What is the difference between a Private Limited Company (PLC) and a Limited Liability Partnership (LLP)?

A PLC has a separate legal identity from its owners, limited liability for shareholders, and more stringent regulatory requirements. An LLP, on the other hand, offers limited liability protection to its partners and is governed by the LLP Act, which allows flexibility in management.

Why should I consider converting my Private Limited Company to an LLP?

Converting to an LLP may offer advantages such as simplified compliance requirements, flexibility in management and decision-making, and potential tax benefits depending on your business structure and objectives.

What are the eligibility criteria for converting a Private Limited Company to an LLP?

Eligibility criteria typically involve compliance with the Companies Act provisions, ensuring all shareholders consent to become partners in the LLP, and meeting regulatory requirements specific to the conversion process.

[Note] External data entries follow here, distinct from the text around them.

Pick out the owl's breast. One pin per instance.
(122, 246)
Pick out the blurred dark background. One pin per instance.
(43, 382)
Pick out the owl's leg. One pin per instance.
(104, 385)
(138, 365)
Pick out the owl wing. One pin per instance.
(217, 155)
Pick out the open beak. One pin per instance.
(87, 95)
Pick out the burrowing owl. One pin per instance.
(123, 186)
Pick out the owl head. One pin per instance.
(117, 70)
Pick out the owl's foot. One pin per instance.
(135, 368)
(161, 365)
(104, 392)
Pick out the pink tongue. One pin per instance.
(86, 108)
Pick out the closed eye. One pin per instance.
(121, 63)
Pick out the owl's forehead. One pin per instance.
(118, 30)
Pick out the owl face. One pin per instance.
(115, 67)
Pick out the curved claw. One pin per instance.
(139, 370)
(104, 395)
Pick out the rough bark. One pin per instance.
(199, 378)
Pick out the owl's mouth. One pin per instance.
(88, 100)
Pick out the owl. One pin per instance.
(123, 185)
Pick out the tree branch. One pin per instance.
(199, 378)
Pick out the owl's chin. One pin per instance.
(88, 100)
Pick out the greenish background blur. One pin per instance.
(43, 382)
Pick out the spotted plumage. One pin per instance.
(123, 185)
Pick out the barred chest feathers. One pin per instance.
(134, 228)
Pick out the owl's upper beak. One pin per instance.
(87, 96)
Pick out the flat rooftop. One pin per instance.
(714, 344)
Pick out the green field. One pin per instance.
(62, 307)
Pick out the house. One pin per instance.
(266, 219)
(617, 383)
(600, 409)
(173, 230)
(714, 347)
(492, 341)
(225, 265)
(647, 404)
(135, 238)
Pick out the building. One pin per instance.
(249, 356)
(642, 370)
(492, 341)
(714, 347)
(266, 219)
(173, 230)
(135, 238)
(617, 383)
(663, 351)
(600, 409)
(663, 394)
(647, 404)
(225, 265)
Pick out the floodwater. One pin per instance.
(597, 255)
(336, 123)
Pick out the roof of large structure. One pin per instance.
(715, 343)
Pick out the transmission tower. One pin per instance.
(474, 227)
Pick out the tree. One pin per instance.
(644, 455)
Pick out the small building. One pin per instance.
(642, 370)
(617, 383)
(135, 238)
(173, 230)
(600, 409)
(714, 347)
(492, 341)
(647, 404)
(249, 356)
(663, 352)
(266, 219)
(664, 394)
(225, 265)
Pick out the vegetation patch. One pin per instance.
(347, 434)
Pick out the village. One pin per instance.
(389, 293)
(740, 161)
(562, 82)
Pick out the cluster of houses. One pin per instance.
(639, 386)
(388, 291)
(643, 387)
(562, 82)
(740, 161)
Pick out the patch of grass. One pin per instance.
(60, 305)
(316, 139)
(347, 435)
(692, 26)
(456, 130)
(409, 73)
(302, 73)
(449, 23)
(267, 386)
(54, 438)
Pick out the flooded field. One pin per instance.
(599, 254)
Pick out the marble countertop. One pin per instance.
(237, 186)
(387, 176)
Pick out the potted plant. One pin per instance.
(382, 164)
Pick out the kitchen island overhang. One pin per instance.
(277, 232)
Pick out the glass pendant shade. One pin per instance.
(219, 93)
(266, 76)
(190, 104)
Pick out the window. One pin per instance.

Do I need to change the name of my company during the conversion?

Not necessarily. The company can retain its existing name if it meets the requirements under the LLP Act and is available for registration.

What are the timelines and fees involved in converting a Private Limited Company to an LLP?

Timelines and fees can vary based on jurisdictional regulations and specific circumstances of the company. It's advisable to consult with professionals to understand the exact requirements and costs involved.

Will there be any tax implications upon conversion?

Tax implications may vary based on the specific circumstances of the company and the tax laws applicable at the time of conversion. It's recommended to consult with tax advisors for guidance on tax implications post-conversion.